Procédure de destitution du Chef de l'État en République démocratique du Congo

INSTITUTIONS

Il s’observe depuis quelques jours mouts débats au sujet de la destitution du chef de l’État, après que Monsieur Martin Fayulu et Me Théodore Ngoy, deux candidats malheureux à l’élection présidentielle de décembre 2018, aient accusé le président de la République Félix Tshisekedi d’avoir violé la constitution en nommant deux juges de la Cour constitutionnelle à la Cour de cassation alors qu’ils exerçaient encore leurs mandats.  

A priori sur cette question, il sied de s’en référer à la Constitution de la République démocratique du Congo du 18 février 2006 telle que modifiée à ce jour, qui prévoit une procédure de destitution du Président de la République. 

A. Une procédure politique et non pénale

Contrairement aux idées reçues, rappelons ici que si le Président de la République ne peut pas faire l'objet des poursuites par la justice pour des faits pénaux qu'il a commis ou commettrait dans le cadre de l'exercice de ses fonctions, il faut savoir qu'il n'en demeure pas pénalement irresponsable pour autant.

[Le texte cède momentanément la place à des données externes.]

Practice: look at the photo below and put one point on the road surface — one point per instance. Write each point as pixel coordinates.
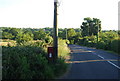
(91, 63)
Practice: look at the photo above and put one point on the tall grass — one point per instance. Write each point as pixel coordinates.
(63, 50)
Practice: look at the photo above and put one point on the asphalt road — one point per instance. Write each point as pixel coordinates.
(91, 63)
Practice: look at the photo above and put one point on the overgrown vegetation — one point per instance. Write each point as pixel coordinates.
(30, 61)
(27, 58)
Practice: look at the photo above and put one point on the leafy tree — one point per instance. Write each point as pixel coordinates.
(21, 37)
(90, 26)
(6, 35)
(70, 33)
(40, 35)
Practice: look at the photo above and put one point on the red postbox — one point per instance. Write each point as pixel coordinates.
(50, 53)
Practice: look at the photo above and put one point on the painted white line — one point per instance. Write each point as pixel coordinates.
(100, 56)
(109, 62)
(114, 64)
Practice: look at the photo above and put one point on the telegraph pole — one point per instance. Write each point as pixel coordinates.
(98, 34)
(66, 33)
(55, 31)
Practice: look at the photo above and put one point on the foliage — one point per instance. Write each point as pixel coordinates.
(6, 35)
(63, 50)
(90, 26)
(29, 62)
(21, 37)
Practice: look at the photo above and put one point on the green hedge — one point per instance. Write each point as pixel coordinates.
(29, 62)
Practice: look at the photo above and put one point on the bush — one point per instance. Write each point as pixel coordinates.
(25, 63)
(29, 62)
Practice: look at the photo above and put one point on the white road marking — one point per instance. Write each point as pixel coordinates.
(108, 61)
(113, 64)
(100, 56)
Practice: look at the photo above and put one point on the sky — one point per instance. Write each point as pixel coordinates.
(39, 13)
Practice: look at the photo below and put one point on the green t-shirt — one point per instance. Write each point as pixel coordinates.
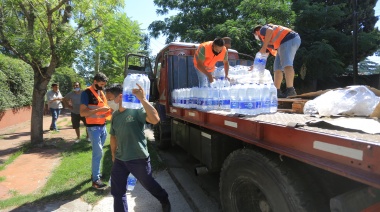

Au cours de l'exercice de son mandat, les immunités dont il est bénéficiaire connaissent certaines limite sur le plan légal. 

La constitution du 18 février telle que modifiée à ce jour à son article 164 prévoit la responsabilité pénale du président de la République au cours de l'exercice de ses fonctions pour quatre infractions politiques :


- La haute trahison ;
- Le délit d'initié ;
- L'atteinte à l'honneur ou à la probité et;
- L'outrage au Parlement.

Selon l'esprit de la lettre de la constitution :

• il y a HAUTE TRAHISON lorsque le Président de la République a violé intentionnellement la Constitution ou lorsque lui ou le Premier ministre sont reconnus auteurs, co-auteurs ou complices de violations graves et caractérisées des droits de l'Homme, de cession d'une partie du territoire national.

• Il y a atteinte à L'HONNEUR ou À LA PROBITÉ notamment lorsque le comportement personnel du Président de la République ou du Premier ministre est contraire aux bonnes mœurs ou qu'ils sont reconnus auteurs, co-auteurs ou complices de malversations, de corruption ou d'enrichissement illicite.

• Il y a DÉLIT D'INITIÉ dans le chef du Président de la République ou du Premier ministre lorsqu'il effectue des opérations sur valeurs immobilières ou sur marchandises à l'égard desquelles il possède des informations privilégiées et dont il tire profit avant que ces informations soient connues du public. Le délit d'initié englobe l'achat ou la vente d'actions fondé sur des renseignements qui ne seraient jamais divulgués aux actionnaires.

• Il y a OUTRAGE AU PARLEMENT lorsque sur des questions posées par l'une ou l'autre Chambre du Parlement sur l'activité gouvernementale, le Premier ministre ne fournit aucune réponse dans un délai de trente jours.

B. De la mise en accusation du président de la République

La décision de poursuites ainsi que la mise en accusation du Président de la République est votée à la majorité des deux tiers des membres du Parlement composant le Congrès suivant la procédure prévue par le règlement intérieur (c'est-a-dire sur le 600 membres qui composent le parlement, il faudrait que 400 sur le 600 votent pour pouvoir déclencher cette poursuite.)

Notez également qu'en cas de condamnation, le Président de la République sera déchu de ses charges. La déchéance est prononcée par la Cour constitutionnelle.

Il importe de préciser que la procédure de la mise en accusation du président de la République est une procédure judiciaire et elle relève du domaine de la loi. De ce fait, le parlement ne peut pas mettre en accusation le président de la République mais peut tout simplement donner les autorisations au Procureur général près la cour constitutionnelle étant donné que l'accusation est une procédure judiciaire et non une procédure parlementaire.